Register
It is currently Sat Nov 29, 2014 12:13 am

Pick out fields of input text.


All times are UTC - 6 hours


Post new topic Reply to topic  [ 6 posts ] 
Author Message
 PostPosted: Sun Oct 21, 2012 4:20 pm   

Joined: Sun Oct 21, 2012 3:23 pm
Posts: 7
Command is called 'field', below is the output from its help
message followed by the code.

Quote:
$ field --help

Usage: field [-d field-separator] [[-]column-number[+]|-fieldname|text]...

Print given field column(s) from input.
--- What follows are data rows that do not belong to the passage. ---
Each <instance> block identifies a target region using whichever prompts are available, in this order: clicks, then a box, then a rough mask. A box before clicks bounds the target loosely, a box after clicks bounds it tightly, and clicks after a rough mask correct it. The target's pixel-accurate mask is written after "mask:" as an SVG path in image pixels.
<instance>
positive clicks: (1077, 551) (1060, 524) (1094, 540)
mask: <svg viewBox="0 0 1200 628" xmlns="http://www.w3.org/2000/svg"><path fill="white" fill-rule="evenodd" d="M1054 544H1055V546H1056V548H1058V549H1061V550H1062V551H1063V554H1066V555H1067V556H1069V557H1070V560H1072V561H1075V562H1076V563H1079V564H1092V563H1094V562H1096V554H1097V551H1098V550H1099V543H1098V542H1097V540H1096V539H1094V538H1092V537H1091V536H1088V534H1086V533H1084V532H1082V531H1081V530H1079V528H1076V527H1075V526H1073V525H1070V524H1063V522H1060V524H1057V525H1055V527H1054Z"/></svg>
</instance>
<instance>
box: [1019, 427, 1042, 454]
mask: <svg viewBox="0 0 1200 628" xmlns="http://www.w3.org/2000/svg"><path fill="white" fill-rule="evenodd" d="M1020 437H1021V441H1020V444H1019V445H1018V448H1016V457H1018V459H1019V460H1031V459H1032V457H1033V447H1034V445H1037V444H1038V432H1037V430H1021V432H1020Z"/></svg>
Default is last field, -1.
Use a minus number to print counting from the last field.
First field is numbered from 1 not from zero.
Use -<fieldname> to print the value of a named field.
Ordinary text is just copied to output.
Use a plus sign, '+', after a field number to print all following fields.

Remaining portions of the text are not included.